This last week, I Conducted and transcribed my last interview for the Purdy Crawford Chair in Aboriginal Business, which is my 5th to date. I’ve become more knowledgeable in terms of what to expect during an interview, the process and conduct.
In other words, this last interview should be perfect! It’s interesting learning about Aboriginal business partnerships, learning about the process from different perspectives of different roles and responsibilities. Knowing that without all this team work, open communication, identifying strengths and weakness and employing a solution that works for the Unamaki communities to successfully train and attain meaningful employment opportunities for their people.
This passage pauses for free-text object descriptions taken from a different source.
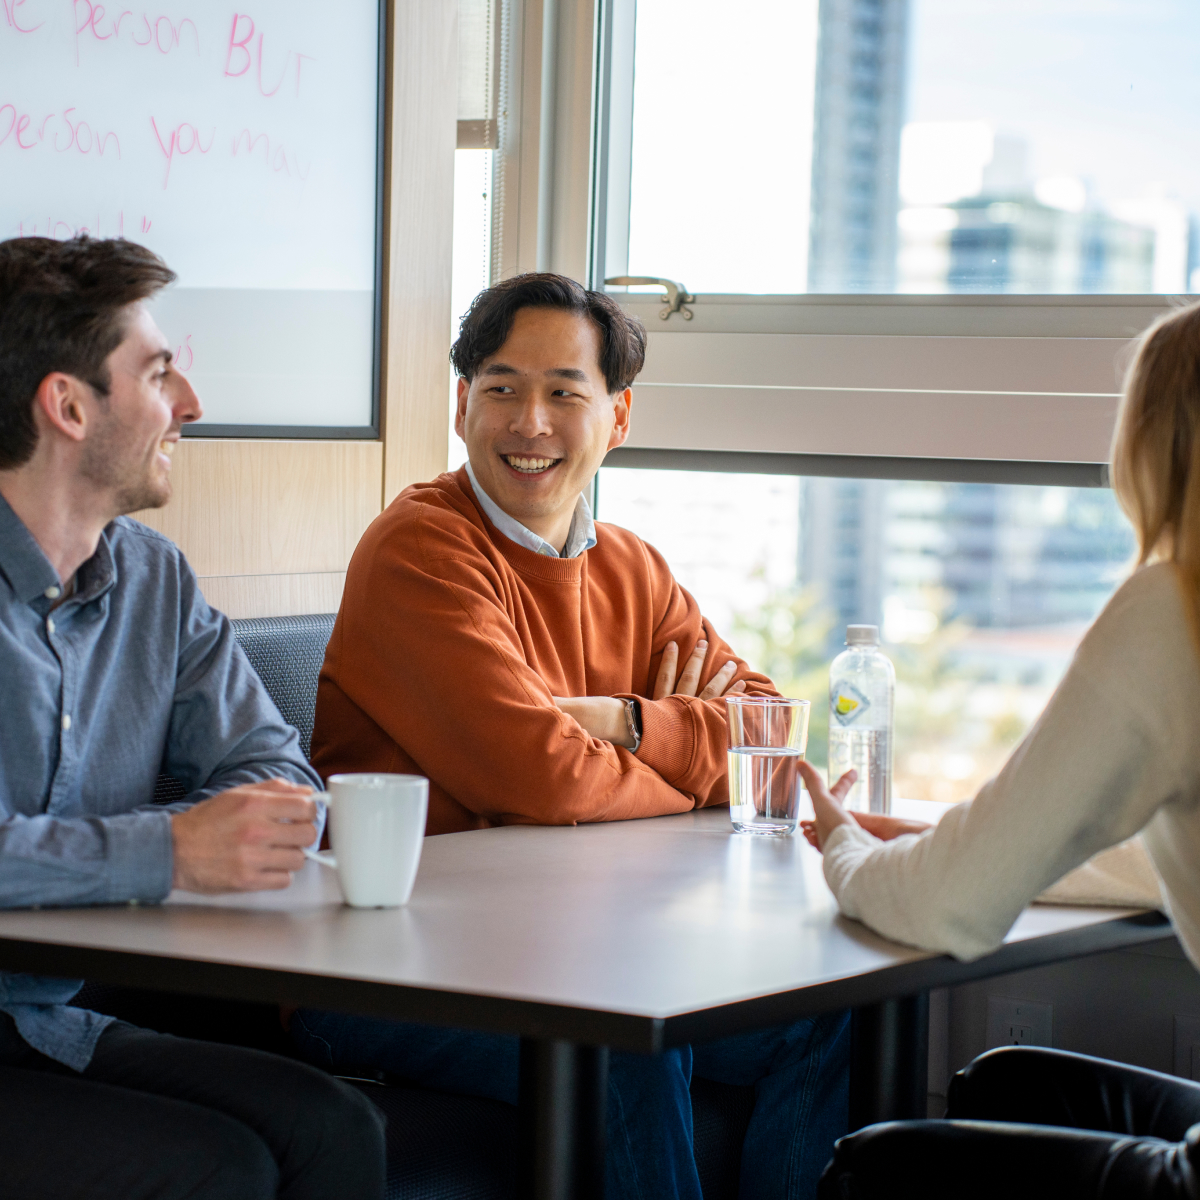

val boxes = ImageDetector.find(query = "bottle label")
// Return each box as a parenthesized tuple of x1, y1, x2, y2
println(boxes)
(830, 681, 871, 726)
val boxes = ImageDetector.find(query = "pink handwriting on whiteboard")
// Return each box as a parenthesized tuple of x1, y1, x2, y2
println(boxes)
(0, 104, 120, 157)
(150, 115, 213, 187)
(1, 0, 43, 33)
(73, 3, 200, 62)
(16, 211, 152, 239)
(230, 128, 310, 181)
(174, 334, 193, 372)
(224, 14, 314, 99)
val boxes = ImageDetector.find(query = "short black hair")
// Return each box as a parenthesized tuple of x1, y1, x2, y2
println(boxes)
(450, 273, 646, 394)
(0, 236, 176, 470)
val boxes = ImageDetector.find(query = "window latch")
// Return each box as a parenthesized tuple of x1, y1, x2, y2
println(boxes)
(605, 276, 695, 321)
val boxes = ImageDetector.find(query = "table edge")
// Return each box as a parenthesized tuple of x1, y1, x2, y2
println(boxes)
(0, 910, 1171, 1053)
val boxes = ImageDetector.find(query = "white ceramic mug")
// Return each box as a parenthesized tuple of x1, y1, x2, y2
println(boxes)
(307, 773, 428, 908)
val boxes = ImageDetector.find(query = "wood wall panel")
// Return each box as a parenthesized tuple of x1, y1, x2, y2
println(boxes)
(131, 440, 382, 617)
(197, 572, 347, 619)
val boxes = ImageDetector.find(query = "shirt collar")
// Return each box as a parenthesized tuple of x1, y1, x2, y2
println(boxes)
(0, 491, 118, 607)
(465, 460, 597, 560)
(0, 491, 63, 604)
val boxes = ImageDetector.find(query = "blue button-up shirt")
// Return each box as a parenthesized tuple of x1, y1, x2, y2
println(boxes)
(464, 460, 597, 559)
(0, 493, 321, 1070)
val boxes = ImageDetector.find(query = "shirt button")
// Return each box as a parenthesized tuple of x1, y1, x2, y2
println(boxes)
(61, 714, 72, 731)
(46, 618, 55, 635)
(44, 585, 60, 600)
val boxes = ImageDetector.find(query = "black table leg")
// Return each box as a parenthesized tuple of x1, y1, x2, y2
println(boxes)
(849, 992, 929, 1130)
(518, 1038, 609, 1200)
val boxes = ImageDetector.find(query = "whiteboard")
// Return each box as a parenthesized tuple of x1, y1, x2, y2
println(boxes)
(0, 0, 383, 433)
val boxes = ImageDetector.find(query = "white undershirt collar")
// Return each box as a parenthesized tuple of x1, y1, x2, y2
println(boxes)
(465, 459, 597, 559)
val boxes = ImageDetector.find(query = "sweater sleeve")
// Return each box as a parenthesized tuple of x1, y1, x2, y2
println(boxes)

The number of Aboriginal university business students that have been identified by the Aboriginal and Northern Development Canada is 830, compared to the 742 students that I found from university staff is similar. The difference of 76-students and accounted students from universities that didn’t have the stats because they don’t record it on their registration forms. The number collected this summer will be used in the future as a tool to determine is there is an increase or decrease in Aboriginal university business students.
Since, I’ve now completed the summer internship with the Purdy Crawford Chair in Aboriginal Business, I could confidently encourage and promote business programs to youth who are thinking about what they want to study at post secondary level, or high school courses they have to take in order to qualify for business programs. Also, I’ve become increasingly aware of the status and importance of economic development in First Nation communities across turtle-island. Not only on reserve, but encouraging people to get training and support to enter the workforce outside the First Nations, since our population is the fast growing youth demographic in Canada. Indicating that with the right tools, partnerships and support in place, opportunity and success are very attainable for First Nations across Turtle Island.
I’m thankful to my supervisors, for the opportunity to work with this project for the summer. I’ve learned a lot about qualitative and quantitative research methods, the importance of leadership in First Nation communities, and the role of economic development and training in our communities.